Quindi nessuna indulgenza nei confronti di rappresentazioni piene di esagitate matrone e nerboruti guerrieri vestiti di pelle di lupo, con elmi e corna; ed altrettanta distanza intellettuale nei confronti delle Valchirie trasformate in SS o di un Wotan diventato direttore d’azienda. Secondo Sinopoli storicizzare Wagner, almeno come fanno alcuni registi e interpreti, implica una demitizzazione e così il rischio di ridurne la caratura musicale: “La capacità evocativa ed associativa di chi conosce la musica di Wagner e l’intreccio dei motivi in una determinata situazione drammaturgia è più violenta se la musica non viene vista […] Qualsiasi realizzazione visiva – mi prendo tutto il peso di questa affermazione – è nel Ring semplicemente riduttiva”. Non è quindi un caso se il maestro veneziano ha diretto più volte la Tetralogia in forma di concerto, agli antipodi di ogni visione eroica e titanica.
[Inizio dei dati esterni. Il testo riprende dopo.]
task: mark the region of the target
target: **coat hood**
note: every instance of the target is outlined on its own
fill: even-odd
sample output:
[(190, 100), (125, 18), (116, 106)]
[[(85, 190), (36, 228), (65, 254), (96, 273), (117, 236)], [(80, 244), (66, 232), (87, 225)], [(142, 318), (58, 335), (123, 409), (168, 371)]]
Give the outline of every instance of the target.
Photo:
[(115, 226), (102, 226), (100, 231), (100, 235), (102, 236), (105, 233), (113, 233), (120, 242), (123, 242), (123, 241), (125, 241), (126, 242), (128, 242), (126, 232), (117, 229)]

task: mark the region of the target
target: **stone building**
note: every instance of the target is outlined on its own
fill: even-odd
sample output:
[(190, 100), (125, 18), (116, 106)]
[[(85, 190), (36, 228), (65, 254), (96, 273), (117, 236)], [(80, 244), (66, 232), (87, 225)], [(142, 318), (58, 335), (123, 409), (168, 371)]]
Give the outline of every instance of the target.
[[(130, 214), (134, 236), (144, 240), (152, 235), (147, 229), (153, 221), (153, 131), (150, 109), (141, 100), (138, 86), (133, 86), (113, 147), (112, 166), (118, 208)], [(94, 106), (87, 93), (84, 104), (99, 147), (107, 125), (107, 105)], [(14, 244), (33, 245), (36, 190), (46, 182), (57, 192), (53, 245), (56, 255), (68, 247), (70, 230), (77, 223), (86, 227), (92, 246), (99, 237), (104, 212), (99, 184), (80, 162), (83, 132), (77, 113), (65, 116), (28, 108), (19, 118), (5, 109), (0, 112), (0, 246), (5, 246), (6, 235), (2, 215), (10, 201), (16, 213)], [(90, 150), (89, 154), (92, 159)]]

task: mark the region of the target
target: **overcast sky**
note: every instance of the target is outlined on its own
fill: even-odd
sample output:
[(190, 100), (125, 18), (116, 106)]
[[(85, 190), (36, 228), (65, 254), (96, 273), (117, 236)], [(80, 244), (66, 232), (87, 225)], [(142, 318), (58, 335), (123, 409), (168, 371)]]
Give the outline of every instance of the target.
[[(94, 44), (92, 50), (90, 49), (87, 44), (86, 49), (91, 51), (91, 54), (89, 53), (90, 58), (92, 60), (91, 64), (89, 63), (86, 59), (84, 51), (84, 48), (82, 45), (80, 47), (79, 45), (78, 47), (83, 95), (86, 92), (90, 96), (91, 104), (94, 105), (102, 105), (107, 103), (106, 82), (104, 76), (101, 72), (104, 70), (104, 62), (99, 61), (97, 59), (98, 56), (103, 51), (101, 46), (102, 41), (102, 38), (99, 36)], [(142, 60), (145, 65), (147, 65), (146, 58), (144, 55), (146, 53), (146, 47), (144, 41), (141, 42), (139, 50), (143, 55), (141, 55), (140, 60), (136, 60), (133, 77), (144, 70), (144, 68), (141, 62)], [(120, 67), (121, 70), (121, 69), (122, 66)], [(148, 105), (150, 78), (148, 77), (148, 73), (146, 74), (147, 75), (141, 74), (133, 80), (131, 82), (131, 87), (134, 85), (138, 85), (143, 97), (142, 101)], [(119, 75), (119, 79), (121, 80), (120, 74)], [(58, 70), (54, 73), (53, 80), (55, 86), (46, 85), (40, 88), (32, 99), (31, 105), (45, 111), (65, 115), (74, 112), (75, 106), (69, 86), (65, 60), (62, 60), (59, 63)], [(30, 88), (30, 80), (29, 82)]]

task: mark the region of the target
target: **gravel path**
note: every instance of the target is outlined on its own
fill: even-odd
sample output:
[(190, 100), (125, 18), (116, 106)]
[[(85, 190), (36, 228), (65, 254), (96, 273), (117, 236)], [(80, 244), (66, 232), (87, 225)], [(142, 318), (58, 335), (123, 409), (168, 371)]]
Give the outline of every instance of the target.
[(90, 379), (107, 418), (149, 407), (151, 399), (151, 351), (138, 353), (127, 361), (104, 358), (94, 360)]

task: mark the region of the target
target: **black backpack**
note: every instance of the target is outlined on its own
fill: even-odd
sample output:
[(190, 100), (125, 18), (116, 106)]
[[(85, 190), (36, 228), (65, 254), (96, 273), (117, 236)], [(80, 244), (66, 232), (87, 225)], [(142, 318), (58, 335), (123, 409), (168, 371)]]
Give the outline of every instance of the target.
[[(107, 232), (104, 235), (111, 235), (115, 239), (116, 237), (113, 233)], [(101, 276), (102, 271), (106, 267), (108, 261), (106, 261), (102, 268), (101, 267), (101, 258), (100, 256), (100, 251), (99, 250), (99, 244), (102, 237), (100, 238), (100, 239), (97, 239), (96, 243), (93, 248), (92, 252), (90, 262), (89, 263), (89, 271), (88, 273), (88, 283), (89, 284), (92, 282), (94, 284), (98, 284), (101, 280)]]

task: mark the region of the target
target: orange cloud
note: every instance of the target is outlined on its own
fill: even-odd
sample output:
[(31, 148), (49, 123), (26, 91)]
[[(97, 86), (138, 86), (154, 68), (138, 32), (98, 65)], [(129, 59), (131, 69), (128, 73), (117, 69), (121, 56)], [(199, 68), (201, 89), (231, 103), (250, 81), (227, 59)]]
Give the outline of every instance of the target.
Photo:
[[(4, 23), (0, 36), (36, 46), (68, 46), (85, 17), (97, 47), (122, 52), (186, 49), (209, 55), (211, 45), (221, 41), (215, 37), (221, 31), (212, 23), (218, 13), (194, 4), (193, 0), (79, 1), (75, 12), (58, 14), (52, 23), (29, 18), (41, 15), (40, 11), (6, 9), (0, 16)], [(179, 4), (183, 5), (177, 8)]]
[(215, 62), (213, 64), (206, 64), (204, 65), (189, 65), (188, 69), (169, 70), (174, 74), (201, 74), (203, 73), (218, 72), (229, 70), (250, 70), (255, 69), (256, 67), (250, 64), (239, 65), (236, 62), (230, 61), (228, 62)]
Alla fin fine il concerto, spoglio da ogni scena e distrazione visiva, diventava un modo per meglio comprendere la complessità dell’opera wagneriana ed appunto non banalizzarla, complici registi mediocri o semplicemente in vena di protagonismo.
Le conversazioni contenute nel “mio Wagner” ricordano il più noto “Parsifal a Venezia” proprio per quei continui collegamenti tra miti e simboli, che non si limitano all’analisi della partitura musicale in quanto tale e che probabilmente rispecchiano il profondo interesse di Sinopoli per la psicanalisi. A volte più che leggere un saggio musicale sembra di immergersi davvero nei meandri dell’inconscio, tanto più quando Wagner viene letto come un anticipatore nemmeno troppo inconsapevole di Freud. Proprio per la capacità di scovare collegamenti inediti, forse pure azzardati, si potrebbe pensare a qualche somiglianza con “Il libro dell’Es” di Groddeck, che pure non è mai citato. Dopo aver letto “Il mio Wagner” ci si renderà conto come Sinopoli, che pure era un grande collezionista di antichità, fosse riuscito a descriversi perfettamente con appena cinque parole: “Non colleziono oggetti, colleziono idee”.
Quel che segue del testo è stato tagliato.